Formerly focused on protecting US bases and military operations, Pentagon intelligence collection inside the United States has already expanded to cover broader terrorist threats to the country, the Post said on Sunday.

However, proposed moves to expand the military's domestic intelligence activities in the wake of the attacks of 11 September, 2001, have sparked worries among politicians and civil liberties advocates that such activities could go out of control, the newspaper said.

"We are deputising the military to spy on law-abiding Americans in America. This is a huge leap without even a (congressional) hearing," Senator Ron Wyden told the daily.

According to the Post, the White House is considering expanding a secret Pentagon security agency into one which could investigate a range of domestic crimes, for which the government has used the FBI in the past.

The little-known Counterintelligence Field Activity has a secret budget but is thought to have 1000 people on its staff, the paper said.

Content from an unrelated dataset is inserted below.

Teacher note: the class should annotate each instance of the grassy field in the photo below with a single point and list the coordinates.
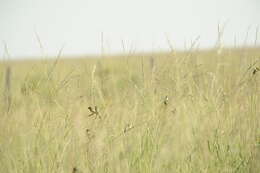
(194, 111)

A recent high-level presidential commission "urged that CIFA be given authority to carry out domestic criminal investigations and clandestine operations against potential threats inside the United States," the Post said.

CIFA's expansion would build on post-9/11 efforts to break down data-sharing barriers between the domestic intelligence operations of the FBI and its international counterpart, the CIA.

Lack of information-sharing by the FBI, CIA and the Pentagon was a factor in the success of the attacks on New York and the Pentagon in 2001.